The Road Traffic (New Drivers) Act 1995 provides that new drivers who acquire six penalty points, or more, in the first two years after passing their first full UK test will have their licence revoked until they pass a further test (including theory test). This is to effectively ensure a standard of driving for new drivers and to protect the public.

This principal also applies to those with a provisional licence, as points can be carried over onto the probationary licence. Revocation of this type only applies where the offence causing the points to be taken into account is committed during the driver’s two-year probationary period.

By way of example, if we were to imagine a series of offences taking place across a period of time while a driver is taking lessons and - later - receiving their full licence:

14/02/2018 - Fixed penalty for driving without insurance - 6 penalty points

14/03/2018 - Passes theory

14/05/2018 - Passes full test - full licence issued with 6 penalty points on

31/05/2018 - Fixed penalty for speeding - licence revoked - triggers the new driver provisions

In such circumstances, the driver would need to re-take both the practical and theory test.

How we help?

The court can be asked to use their discretion to award a short-term ban in lieu of the penalty points.
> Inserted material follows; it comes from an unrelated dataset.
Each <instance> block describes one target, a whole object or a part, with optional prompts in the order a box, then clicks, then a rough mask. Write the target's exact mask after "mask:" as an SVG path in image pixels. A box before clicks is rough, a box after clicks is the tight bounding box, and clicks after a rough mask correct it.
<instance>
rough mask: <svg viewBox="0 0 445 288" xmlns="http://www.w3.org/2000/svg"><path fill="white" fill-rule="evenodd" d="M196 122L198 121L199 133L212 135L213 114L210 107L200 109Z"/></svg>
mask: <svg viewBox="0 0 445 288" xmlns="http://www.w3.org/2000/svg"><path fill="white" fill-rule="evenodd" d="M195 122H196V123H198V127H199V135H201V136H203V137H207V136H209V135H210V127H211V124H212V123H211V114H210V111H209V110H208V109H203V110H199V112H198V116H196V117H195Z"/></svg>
This - in effect - circumvents the new driver provisions and taking away the need for a re-test. The driver would still be penalised, but perhaps in a way that is more proportionate by imposing a ban that would not necessitate the need for a full re-test to be taken. This may be more appropriate where the driver is coming to the end of the probationary period, but the points are imposed after that period. We will always consider whether there are any defences available to any charges laid, however the most effective representation can often be by way of offering solid mitigation following a guilty plea to minimise the overall impact.